When displayed like this, MetricFrame.by_group
looks similar to
how it would if we had specified two sensitive features (although the
control features will always be at the top level of the hierarchy).
With the MetricFrame
computed, we can perform aggregations:
>>> # See the maximum accuracy for each value of the control feature
>>> metric_c_f.group_max()
CF
H 0.75
L 0.50
Name: accuracy_score, dtype: float64
>>> # See the maximum difference in accuracy for each value of the control feature
>>> metric_c_f.difference(method='between_groups')
CF
H 0.55...
L 0.2142...
Name: accuracy_score, dtype: float64
In each case, rather than a single scalar, we receive one result for each
subgroup identified by the conditional feature. The call
metric_c_f.group_max()
call shows the maximum value of the metric across
the subgroups of the sensitive feature within each value of the control feature.
Similarly, metric_c_f.difference(method='between_groups')
call shows the
maximum difference between the subgroups of the sensitive feature within
each value of the control feature.
For more examples, please
see the Metrics with Multiple Features notebook in the
Example Notebooks.
2.1.5. Plotting grouped metrics¶
The simplest way to visualize grouped metrics from the MetricFrame
is
to take advantage of the inherent plotting capabilities of
pandas.DataFrame
:
metrics = {
'accuracy': accuracy_score,
'precision': precision_score,
'recall': recall_score,
'false positive rate': false_positive_rate,
'true positive rate': true_positive_rate,
'selection rate': selection_rate,
'count': count}
metric_frame = MetricFrame(metrics=metrics,
y_true=y_true,
y_pred=y_pred,
sensitive_features=sex)
metric_frame.by_group.plot.bar(
subplots=True,
layout=[3, 3],
legend=False,
figsize=[12, 8],
title="Show all metrics",
)
It is possible to customize the plots. Here are some common examples.
2.1.5.1. Customize Plots: ylim
¶
The y-axis range is automatically set, which can be misleading, therefore it is sometimes useful to set the ylim argument to define the yaxis range.
metric_frame.by_group.plot(
kind="bar",
ylim=[0, 1],
subplots=True,
layout=[3, 3],
legend=False,
figsize=[12, 8],
title="Show all metrics with assigned y-axis range",
)
2.1.5.2. Customize Plots: colormap
¶
To change the color scheme, we can use the colormap argument. A list of colorschemes can be found here.
metric_frame.by_group.plot(
kind="bar",
subplots=True,
layout=[3, 3],
legend=False,
figsize=[12, 8],
colormap="Accent",
title="Show all metrics in Accent colormap",
)
2.1.5.3. Customize Plots: kind
¶
There are different types of charts (e.g. pie, bar, line) which can be defined by the kind argument.
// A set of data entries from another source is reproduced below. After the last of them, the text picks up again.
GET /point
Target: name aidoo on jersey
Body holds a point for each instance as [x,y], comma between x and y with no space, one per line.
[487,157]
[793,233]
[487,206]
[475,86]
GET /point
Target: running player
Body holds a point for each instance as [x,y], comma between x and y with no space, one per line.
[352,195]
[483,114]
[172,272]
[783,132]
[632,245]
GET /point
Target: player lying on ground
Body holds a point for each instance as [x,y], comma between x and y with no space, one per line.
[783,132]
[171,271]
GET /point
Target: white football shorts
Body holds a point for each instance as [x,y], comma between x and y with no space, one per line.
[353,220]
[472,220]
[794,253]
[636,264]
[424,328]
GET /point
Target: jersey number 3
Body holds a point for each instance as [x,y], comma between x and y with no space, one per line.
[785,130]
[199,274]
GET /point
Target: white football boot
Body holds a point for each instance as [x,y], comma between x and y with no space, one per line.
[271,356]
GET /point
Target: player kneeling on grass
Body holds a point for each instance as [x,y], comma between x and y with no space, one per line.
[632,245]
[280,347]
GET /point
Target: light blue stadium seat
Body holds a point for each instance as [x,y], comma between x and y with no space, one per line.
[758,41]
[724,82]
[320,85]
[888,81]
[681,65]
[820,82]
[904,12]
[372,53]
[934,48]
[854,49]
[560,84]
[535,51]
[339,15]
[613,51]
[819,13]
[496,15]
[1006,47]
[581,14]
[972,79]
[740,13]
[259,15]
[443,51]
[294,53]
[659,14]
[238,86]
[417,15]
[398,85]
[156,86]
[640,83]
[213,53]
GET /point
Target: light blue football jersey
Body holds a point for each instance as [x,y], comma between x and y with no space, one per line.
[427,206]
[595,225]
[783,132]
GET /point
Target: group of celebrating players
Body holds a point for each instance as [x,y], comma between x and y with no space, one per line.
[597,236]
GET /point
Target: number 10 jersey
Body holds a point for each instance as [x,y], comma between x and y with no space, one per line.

Here is an example of a pie chart.
metric_frame.by_group.plot(
kind="pie",
subplots=True,
layout=[3, 3],
legend=False,
figsize=[12, 8],
title="Show all metrics in pie",
)
There are many other customizations that can be done. More information can be found in
pandas.DataFrame.plot()
.
2.2. Fairlearn dashboard¶
The Fairlearn dashboard was a Jupyter notebook widget for assessing how a model’s predictions impact different groups (e.g., different ethnicities), and also for comparing multiple models along different fairness and performance metrics.
Note
The FairlearnDashboard
is no longer being developed as
part of Fairlearn.
For more information on how to use it refer to
https://github.com/microsoft/responsible-ai-widgets.
Fairlearn provides some of the existing functionality through
matplotlib
-based visualizations. Refer to the Plotting grouped metrics section.